CHAPTER IV
PERSIAN CLOTHES
Persian boys and girls are white, almost as white as ourselves, though they generally have black hair and dark eyes. The chief difference in appearance between Tommy Jones and ‘Ali Muhammad is that Tommy wears trousers while ‘Ali Muhammad appears to wear a skirt. Tommy’s sister on the other hand wears a skirt, and ‘Ali Muhammad’s sister wears trousers.
The fact is that if ‘Ali Muhammad is a poor boy, his trousers are short and so very wide as to be practically a divided skirt. Indeed they catch like a skirt in running, so that if he wants to go fast he pulls one trouser-leg up out of the way. If he wears a coat at all, it is a long cotton one, or more probably two long cotton ones, reaching nearly to his knees and adding to the skirt-like appearance.
The sons of well-to-do men often wear frock coats with the skirts pleated all round almost like a kilt, so that in spite of their longer and narrower trousers they still have a look of wearing skirts.
‘Ali Muhammad’s girdle too, which binds his coats to him and prevents their blowing about in the wind, is more suggestive of a sash than a belt. I once saw a little boy putting on his girdle on New Year’s Day. It was a long folded scarf or shāl and he put one end round his waist while his brother took the other to the far end of the long room and drew it tight. Then my little friend turned round and round, so winding his shāl round him, gradually moving up the room as the length grew less, and he finished by tucking in the end. But whether they wear long trousers or short ones, wide trousers or narrow ones, the boys all fasten them by drawing them up with a string round the hips—braces are not the fashion.

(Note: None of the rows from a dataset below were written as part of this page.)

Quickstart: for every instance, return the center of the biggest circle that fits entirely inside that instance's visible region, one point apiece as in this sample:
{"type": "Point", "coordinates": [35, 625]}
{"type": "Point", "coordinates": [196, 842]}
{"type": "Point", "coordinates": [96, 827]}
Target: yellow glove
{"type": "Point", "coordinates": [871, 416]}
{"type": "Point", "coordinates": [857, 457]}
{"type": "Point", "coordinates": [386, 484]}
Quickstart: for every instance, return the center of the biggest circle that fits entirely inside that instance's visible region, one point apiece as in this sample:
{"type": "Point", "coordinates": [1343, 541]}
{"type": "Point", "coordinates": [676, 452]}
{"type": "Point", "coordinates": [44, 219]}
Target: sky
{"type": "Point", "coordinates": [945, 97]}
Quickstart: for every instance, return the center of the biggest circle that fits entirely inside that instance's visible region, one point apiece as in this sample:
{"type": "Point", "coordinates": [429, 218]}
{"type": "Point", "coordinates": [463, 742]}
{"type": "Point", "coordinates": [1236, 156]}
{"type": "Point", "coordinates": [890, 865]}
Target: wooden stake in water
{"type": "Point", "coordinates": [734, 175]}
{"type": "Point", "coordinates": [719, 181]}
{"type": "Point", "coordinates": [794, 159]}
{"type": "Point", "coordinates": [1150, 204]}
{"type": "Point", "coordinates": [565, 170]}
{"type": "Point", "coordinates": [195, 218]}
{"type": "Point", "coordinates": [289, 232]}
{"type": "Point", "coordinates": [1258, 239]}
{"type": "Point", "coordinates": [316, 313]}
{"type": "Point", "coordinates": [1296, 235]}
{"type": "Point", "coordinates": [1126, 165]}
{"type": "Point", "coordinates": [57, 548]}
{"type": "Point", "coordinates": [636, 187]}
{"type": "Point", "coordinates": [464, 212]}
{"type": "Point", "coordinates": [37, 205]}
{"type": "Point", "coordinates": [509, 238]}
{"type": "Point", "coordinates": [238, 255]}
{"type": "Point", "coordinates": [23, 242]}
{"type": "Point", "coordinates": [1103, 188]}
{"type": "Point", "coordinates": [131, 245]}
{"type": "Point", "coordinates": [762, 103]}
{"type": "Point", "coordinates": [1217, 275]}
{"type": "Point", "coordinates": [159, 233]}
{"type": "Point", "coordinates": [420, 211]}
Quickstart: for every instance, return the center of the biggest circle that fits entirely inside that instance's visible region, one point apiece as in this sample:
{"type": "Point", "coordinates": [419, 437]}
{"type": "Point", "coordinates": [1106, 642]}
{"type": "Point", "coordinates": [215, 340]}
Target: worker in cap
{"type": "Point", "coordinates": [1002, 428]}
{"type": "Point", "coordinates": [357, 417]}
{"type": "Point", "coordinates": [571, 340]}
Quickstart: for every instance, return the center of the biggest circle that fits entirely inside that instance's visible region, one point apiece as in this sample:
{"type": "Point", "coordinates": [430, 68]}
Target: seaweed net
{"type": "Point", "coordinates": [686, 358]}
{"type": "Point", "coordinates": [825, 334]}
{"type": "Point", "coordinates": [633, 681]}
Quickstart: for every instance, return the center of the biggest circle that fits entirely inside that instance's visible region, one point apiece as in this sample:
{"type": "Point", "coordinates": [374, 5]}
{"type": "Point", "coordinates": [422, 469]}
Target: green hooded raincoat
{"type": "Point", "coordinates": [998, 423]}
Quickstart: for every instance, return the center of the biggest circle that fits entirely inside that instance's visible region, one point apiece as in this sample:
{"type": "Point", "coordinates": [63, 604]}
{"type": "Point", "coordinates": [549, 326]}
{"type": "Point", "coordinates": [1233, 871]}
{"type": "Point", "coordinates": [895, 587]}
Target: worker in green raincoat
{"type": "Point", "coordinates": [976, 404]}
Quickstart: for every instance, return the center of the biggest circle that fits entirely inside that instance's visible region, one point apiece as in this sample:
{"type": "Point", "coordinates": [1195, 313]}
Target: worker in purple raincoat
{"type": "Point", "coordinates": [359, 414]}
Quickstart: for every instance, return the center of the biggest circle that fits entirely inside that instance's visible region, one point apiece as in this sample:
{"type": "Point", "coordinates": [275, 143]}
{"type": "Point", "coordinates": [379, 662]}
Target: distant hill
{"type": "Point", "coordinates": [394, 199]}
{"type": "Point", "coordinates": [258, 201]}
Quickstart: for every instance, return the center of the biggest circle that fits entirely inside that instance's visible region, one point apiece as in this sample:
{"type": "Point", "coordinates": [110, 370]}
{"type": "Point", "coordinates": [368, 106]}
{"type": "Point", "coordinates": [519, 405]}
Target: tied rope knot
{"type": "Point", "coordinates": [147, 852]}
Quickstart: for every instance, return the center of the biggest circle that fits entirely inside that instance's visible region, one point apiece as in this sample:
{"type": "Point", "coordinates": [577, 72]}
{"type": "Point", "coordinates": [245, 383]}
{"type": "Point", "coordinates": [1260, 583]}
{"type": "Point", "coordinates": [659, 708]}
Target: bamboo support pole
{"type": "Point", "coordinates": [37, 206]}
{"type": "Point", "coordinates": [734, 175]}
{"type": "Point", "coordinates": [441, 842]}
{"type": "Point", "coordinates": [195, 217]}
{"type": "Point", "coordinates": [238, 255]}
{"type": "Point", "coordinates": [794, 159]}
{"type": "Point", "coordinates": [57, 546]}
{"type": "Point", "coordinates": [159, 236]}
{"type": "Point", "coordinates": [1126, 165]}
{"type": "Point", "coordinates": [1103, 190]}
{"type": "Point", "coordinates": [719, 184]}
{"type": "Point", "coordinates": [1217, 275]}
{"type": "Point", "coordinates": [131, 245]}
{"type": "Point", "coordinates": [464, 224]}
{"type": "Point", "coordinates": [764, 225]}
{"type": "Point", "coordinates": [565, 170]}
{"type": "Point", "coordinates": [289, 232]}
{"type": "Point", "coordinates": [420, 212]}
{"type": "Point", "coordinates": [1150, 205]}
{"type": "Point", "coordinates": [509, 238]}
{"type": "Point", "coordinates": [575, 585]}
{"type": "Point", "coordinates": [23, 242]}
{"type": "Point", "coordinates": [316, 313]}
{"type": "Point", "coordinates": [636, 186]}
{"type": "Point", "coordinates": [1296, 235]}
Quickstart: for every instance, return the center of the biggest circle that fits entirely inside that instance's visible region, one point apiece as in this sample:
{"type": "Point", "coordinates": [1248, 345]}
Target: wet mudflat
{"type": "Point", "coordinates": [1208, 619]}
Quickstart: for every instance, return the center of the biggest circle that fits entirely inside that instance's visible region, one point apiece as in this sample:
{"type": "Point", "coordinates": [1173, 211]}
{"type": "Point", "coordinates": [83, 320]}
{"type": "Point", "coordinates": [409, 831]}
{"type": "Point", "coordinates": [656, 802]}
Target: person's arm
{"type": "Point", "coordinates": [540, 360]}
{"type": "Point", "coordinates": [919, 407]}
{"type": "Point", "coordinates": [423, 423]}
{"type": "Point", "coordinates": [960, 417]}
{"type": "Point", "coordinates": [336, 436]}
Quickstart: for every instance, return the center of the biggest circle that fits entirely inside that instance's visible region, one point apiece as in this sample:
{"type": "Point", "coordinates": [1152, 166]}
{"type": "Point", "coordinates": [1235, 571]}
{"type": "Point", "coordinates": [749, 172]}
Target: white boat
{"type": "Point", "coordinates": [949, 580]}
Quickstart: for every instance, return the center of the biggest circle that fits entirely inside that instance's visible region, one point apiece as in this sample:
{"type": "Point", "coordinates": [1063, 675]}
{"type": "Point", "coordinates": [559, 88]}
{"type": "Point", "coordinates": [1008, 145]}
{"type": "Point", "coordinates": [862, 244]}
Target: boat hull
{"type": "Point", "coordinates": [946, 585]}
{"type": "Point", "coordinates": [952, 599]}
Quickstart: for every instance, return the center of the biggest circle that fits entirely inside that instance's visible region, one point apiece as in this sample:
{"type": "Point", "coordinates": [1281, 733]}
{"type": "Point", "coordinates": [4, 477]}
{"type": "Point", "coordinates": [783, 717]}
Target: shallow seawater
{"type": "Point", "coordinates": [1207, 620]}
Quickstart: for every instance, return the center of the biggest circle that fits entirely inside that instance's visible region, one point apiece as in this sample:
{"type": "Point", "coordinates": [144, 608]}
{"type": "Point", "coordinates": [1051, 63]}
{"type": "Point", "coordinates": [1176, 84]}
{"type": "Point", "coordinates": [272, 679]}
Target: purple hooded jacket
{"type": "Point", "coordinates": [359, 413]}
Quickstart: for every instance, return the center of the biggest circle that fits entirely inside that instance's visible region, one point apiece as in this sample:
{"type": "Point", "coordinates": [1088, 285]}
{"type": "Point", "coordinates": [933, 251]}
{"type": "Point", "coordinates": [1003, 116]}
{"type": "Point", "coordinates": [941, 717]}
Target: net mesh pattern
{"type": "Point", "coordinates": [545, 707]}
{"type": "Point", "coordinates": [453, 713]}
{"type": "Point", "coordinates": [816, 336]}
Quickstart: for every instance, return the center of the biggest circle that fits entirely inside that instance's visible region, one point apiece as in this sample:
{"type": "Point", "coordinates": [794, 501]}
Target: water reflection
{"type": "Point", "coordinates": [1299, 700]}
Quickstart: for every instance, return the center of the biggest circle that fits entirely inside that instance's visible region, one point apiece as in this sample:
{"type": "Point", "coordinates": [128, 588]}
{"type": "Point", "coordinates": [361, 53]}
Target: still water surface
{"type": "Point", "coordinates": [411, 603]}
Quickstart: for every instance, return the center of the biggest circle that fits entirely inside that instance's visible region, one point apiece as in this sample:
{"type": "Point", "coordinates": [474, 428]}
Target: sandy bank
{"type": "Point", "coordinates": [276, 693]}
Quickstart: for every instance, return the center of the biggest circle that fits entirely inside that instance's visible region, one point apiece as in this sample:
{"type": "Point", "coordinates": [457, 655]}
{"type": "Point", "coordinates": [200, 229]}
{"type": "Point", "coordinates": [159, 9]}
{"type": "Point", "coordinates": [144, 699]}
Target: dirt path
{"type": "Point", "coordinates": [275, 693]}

LADIES’ OUT-DOOR AND IN-DOOR COSTUMES
As we have found that, in spite of appearances, ‘Ali Muhammad after all wears trousers, we may perhaps find that his sister, Rubabeh, wears a skirt, and so indeed she does, but it is so short as not to be very noticeable indoors, while out of doors it is completely hidden by the big baggy over-trousers, gathered in at the ankles and footed, which she wears when she goes in the street. An English missionary once suggested to a young woman that a skirt reaching to the knees would look better, but she said she was not an old woman yet. The old women generally wear quiet colours and long skirts, reaching down to the knee, but young women and girls like something more dressy. They like a nice bright-patterned skirt about a foot long, but wide enough to reach half across the room. This they draw up with a string over the white cotton trousers, and the short shirt hangs loose outside. The shirt is generally white but may be coloured, and a short coloured jacket is worn over it, varying from plain coarse cotton to velvet embroidered with gold and pearls.
The indoor chādar, or “prayer-chādar,” is often of pretty print or muslin, and when Rubabeh puts on her clean white trousers, shirt and headkerchief, with a bright frill of skirt round the waist and a pretty jacket and chādar, she makes a very bright and effective picture. But when she goes out she must put on dark over-trousers which cover everything up to the waist, and over her head, in place of the pretty prayer chādar, she must throw a large black chādar which hangs over everything, while a long strip of white cotton hangs down in front of her face with drawn thread work in front of the eyes, so that she may be able to see without being seen.